Solastalgie et forêts

La gestion des arbres et des forêts :

Et si on revoyait le sujet à la lumière solastalgie ?

Parmi les raisons d’avoir été fondée, l’association Forêt Citoyenne entend donner à la société civile des moyens distincts des argumentaires scientifico-naturalistes et écologistes pour réhabiliter et initier dans la fonction sociale des forêts des rapports humains/nature restaurant notre sensibilité en synergie avec la préservation des écosystèmes forestiers et la maturité des arbres. Car notre association n’est pas naïve. Elle sait qu’on ne peut juguler la dégradation de la nature avec des sensibilités humaines dégradées.

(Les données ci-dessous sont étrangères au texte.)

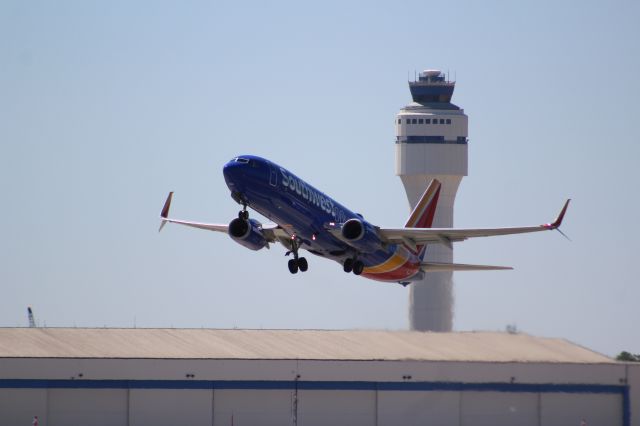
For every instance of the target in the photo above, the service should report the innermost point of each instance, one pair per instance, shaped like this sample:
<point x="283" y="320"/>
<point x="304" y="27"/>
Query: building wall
<point x="139" y="392"/>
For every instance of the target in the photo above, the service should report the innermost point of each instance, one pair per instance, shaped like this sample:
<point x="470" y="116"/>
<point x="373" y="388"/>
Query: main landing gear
<point x="297" y="263"/>
<point x="353" y="265"/>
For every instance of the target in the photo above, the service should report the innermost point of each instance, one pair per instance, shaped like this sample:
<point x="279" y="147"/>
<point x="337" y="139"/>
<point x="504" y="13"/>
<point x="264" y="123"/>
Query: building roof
<point x="149" y="343"/>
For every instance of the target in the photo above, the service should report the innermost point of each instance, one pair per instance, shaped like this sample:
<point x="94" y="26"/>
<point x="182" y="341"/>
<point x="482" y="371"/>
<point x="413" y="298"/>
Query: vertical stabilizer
<point x="425" y="210"/>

Aussi importe-t-il de rétablir cette connexion pour impulser la boucle vertueuse de restauration sans aucune négligence devant des sujets médiatiquement plus hypnotiques comme les changements climatiques…

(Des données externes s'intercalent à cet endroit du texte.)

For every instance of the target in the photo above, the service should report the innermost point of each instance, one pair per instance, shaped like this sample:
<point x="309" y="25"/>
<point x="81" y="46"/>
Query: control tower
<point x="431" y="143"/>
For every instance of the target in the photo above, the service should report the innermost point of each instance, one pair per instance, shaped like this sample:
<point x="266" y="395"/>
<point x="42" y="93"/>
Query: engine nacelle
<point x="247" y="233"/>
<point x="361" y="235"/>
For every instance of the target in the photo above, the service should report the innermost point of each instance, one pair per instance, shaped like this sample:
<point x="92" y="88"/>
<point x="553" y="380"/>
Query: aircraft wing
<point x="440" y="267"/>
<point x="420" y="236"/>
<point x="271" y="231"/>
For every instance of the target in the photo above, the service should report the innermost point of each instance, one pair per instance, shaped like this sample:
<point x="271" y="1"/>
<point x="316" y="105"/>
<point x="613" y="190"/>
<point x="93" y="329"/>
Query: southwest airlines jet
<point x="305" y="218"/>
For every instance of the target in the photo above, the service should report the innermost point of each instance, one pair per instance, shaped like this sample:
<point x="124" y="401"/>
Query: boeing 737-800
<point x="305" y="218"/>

Aussi et à ce titre, elle ne pouvait pas être indifférente à la traduction française toute fraiche du livre du philosophe australien Glenn Albrecht « les émotions de la terre, des nouveaux mots pour un nouveau monde » aux éditions LLL (les liens qui libèrent). Glenn Albrecht est désormais internationalement connu comme l’initiateur du concept de solastalgie. Constatant le dévoiement des mots développement durable, résilience… dans les sphères industrielles et politiques et constatant que nous ne pouvons lever l’énergie d’une société sans vocabulaire qui identifie avec exactitude les émotions et les souffrances des peuples affectés par la destruction de leur milieu de vie, Glenn Albrecht est devenu un producteur de néologismes, et ça marche… Car en effet si nous sommes pourvus de vocabulaire psy pour diagnostiquer les pathologies mentales affectant les vies personnelles, les sciences humaines et sociales ont laissé un espace déficitaire en vocabulaire-pour diagnostiquer les souffrances des sociétés liées à la dégradation des milieux de vie. Or un mot consensuel pour cadrer un diagnostic est la première étape pour s’entendre vers un protocole de guérison à mettre en œuvre.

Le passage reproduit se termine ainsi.